Regarder le blessé sur le chemin, on nous dit qu’il tombe au milieu de brigands, dépouillé, roué de coups, à demi-mort. Regarder cet homme comme image de notre humanité blessée.

4ème piste :

Regarder le Samaritain, image du Christ, celui qui est en voyage, celui du chemin de Dieu vers nous, le voyage de son Incarnation, pour nous rejoindre au cœur même de notre pauvreté comme de nos richesses. Regarder ses gestes. Il voit : cela veut dire qu’il a de l’attention pour chacun-e et donc pour moi ; il est pris de pitié : cela veut dire qu’il m’entoure de sa miséricorde ; il s’approche : cela veut dire qu’il se fait mon prochain ; il soigne les plaies, verse de l’huile et du vin : on peut voir là préfiguration des sacrements, huile du baptême, vin de l’eucharistie ; il le chargea sur sa propre monture et le conduit à l’hôtellerie et prit soin de lui.

Rester longtemps à regarder le Christ prendre soin de nous, de moi. Et surtout le laisser prendre soin de moi.

 

*Une deuxième manière :

L’homme qui descend de Jérusalem, c’est le Christ, car il est celui qui de la crèche au crucifiement comme le dit un cantique ancien est celui qui s’est remis entre nos mains. Des mains qui l’ont fait tomber, dépouillé, roué de coups, mais aussi des mains qui ont pris soin de lui, les mains de Marie s’occupant de lui

dans la nuit de Noël, lui apprenant à marcher quand il grandissait.
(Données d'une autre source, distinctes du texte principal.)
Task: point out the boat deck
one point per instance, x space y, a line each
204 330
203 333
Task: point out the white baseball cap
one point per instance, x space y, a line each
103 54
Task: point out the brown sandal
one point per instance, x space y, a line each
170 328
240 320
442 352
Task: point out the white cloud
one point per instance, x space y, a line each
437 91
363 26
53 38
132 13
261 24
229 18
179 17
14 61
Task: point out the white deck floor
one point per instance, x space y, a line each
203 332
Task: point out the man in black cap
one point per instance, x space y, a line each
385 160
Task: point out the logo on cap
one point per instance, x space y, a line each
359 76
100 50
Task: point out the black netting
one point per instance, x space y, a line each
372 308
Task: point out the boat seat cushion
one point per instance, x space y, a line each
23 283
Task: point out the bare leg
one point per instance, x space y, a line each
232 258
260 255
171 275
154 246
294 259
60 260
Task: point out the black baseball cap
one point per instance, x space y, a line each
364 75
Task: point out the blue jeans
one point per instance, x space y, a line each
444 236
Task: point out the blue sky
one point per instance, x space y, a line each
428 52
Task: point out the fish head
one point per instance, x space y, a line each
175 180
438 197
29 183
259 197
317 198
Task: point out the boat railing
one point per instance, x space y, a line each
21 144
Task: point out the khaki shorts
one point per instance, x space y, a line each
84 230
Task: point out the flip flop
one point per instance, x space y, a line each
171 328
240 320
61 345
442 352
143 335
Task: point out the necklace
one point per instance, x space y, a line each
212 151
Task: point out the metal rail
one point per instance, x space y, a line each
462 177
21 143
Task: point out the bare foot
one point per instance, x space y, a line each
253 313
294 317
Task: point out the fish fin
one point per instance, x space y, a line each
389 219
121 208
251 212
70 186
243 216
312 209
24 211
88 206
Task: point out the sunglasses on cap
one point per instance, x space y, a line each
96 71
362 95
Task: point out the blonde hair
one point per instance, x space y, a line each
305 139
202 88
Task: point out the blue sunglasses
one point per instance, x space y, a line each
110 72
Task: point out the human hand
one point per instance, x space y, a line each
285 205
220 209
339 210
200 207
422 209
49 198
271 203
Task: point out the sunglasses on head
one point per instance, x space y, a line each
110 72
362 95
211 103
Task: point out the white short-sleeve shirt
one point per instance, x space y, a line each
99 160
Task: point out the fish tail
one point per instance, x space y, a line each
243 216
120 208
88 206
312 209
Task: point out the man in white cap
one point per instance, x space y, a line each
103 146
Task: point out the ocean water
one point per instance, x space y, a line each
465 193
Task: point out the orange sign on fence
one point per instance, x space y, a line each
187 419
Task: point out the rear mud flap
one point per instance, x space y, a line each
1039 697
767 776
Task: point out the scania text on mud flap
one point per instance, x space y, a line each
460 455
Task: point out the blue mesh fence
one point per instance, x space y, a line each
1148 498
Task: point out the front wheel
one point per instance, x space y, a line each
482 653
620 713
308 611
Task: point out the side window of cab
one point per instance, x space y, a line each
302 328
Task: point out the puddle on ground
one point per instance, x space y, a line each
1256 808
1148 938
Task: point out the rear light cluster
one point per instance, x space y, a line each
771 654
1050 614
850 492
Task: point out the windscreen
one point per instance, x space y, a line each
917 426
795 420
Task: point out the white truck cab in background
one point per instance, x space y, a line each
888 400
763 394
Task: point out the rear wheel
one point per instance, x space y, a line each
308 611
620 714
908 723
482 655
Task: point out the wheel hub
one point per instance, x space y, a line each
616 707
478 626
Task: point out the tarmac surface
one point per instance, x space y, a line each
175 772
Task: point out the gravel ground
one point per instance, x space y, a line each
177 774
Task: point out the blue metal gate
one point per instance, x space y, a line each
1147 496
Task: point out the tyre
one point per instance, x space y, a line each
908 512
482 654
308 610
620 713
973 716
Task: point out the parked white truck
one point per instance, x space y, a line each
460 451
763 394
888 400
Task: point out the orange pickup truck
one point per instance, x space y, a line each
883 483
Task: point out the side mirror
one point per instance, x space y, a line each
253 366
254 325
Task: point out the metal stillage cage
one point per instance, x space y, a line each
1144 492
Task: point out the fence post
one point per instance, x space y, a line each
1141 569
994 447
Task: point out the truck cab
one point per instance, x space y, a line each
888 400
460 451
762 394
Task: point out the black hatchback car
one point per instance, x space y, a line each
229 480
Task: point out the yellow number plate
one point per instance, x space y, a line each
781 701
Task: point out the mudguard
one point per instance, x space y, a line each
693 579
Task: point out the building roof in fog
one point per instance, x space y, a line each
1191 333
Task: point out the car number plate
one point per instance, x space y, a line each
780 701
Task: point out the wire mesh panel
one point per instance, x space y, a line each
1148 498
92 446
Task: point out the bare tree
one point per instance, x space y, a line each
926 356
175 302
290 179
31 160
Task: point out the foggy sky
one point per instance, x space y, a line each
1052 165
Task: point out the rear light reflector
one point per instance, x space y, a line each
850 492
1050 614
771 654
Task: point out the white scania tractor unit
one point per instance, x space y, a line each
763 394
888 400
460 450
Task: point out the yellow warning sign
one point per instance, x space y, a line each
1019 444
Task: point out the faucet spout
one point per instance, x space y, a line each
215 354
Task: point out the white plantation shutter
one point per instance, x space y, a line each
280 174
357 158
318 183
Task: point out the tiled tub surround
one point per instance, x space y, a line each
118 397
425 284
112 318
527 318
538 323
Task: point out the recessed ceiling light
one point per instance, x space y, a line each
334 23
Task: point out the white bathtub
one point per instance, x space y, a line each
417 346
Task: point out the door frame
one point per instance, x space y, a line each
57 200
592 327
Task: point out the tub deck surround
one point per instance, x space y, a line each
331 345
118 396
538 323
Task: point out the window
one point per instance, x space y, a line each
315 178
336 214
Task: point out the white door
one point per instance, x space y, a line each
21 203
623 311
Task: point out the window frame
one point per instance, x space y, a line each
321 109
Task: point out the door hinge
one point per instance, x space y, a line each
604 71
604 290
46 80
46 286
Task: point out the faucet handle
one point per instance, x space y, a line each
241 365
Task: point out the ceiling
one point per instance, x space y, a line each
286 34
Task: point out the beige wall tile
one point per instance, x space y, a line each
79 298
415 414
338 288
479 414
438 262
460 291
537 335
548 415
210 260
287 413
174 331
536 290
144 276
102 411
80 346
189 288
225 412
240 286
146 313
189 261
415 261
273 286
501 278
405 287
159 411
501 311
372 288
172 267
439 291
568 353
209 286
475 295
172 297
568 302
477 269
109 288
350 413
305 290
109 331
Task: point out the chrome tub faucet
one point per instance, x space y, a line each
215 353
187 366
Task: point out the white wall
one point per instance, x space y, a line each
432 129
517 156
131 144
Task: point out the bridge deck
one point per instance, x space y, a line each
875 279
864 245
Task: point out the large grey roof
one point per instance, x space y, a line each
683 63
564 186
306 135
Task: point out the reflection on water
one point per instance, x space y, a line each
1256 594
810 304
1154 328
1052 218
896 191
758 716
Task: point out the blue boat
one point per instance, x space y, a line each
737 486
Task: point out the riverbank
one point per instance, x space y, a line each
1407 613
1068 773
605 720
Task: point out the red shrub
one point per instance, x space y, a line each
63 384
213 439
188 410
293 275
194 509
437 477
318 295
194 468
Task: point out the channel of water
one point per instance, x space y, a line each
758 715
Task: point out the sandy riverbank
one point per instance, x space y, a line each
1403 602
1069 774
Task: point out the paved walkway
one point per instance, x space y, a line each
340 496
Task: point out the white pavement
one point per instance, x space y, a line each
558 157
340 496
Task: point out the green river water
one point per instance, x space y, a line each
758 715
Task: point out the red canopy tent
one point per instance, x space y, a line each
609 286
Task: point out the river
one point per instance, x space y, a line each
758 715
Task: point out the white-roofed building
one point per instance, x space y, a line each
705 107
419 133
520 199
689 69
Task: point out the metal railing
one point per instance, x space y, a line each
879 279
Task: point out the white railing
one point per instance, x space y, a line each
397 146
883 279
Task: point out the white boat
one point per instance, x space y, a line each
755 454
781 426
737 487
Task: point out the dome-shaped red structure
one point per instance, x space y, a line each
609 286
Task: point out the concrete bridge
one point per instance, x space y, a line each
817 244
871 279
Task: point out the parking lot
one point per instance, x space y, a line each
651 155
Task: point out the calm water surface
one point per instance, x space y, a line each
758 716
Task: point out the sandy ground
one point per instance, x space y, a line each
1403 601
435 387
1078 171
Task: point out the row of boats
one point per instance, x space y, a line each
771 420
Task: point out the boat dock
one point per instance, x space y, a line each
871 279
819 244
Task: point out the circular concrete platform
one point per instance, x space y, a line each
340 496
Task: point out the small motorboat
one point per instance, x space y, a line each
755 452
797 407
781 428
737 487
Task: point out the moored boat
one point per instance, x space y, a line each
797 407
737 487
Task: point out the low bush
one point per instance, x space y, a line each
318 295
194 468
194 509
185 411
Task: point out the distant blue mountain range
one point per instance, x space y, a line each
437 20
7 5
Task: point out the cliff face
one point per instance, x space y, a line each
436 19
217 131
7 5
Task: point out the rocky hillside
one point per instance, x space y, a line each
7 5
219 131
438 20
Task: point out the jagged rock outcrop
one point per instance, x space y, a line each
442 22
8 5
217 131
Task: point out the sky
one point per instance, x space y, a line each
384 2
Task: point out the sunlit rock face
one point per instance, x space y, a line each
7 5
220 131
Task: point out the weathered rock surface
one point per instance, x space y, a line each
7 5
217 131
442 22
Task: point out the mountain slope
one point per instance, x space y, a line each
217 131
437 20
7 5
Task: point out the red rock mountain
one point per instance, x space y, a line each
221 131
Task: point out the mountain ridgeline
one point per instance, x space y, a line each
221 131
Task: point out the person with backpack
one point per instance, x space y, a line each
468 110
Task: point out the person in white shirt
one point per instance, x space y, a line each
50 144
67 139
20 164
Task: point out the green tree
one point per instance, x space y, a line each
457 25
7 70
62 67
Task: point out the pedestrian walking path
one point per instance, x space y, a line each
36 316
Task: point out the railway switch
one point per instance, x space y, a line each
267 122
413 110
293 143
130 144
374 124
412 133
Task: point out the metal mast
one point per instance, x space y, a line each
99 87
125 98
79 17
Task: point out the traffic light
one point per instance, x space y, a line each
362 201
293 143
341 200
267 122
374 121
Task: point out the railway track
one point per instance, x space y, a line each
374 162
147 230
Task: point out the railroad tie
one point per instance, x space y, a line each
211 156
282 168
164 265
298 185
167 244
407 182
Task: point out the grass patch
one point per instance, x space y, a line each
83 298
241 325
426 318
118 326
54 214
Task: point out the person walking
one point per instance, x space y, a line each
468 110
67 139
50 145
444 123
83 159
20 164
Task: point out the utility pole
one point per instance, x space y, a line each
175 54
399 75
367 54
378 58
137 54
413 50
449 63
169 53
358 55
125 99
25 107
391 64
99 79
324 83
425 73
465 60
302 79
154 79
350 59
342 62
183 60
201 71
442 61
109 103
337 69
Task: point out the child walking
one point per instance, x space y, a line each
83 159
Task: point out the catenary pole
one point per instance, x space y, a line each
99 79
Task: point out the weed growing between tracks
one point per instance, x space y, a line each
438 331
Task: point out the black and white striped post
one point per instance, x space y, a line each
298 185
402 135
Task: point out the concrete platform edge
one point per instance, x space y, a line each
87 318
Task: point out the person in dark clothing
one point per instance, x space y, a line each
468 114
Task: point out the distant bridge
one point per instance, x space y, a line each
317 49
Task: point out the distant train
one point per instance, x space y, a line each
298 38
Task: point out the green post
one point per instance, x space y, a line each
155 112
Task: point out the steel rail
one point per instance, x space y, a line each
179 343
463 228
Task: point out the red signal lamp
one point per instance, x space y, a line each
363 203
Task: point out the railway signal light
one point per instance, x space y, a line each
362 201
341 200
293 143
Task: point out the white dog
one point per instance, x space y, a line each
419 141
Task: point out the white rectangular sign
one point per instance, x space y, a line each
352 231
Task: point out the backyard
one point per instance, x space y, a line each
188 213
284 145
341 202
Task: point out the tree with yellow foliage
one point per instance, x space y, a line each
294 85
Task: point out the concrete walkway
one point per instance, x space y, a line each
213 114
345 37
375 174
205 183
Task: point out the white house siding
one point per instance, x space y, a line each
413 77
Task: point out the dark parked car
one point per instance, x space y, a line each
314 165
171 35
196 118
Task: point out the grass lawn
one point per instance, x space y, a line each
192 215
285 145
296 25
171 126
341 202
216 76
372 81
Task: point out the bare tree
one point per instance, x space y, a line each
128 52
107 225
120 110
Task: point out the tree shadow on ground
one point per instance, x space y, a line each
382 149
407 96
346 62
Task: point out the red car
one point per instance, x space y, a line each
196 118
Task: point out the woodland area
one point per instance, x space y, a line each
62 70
Prendre soin de Dieu. Qu’est-ce que cela veut dire concrètement dans ma vie ?

 

*Une troisième manière :

Le samaritain, c’est chacun de nous. Faire mémoire dans ma vie de moments où j’ai pris soin des autres, où je prends soin des autres

 

*Une quatrième manière

Le prêtre et le lévite, les brigands, c’est aussi chacun de nous. Faire mémoire de ce qui dans le monde, le pays où je vis, et ma propre vie ressemblent à ce qu’ils font ou ne font pas.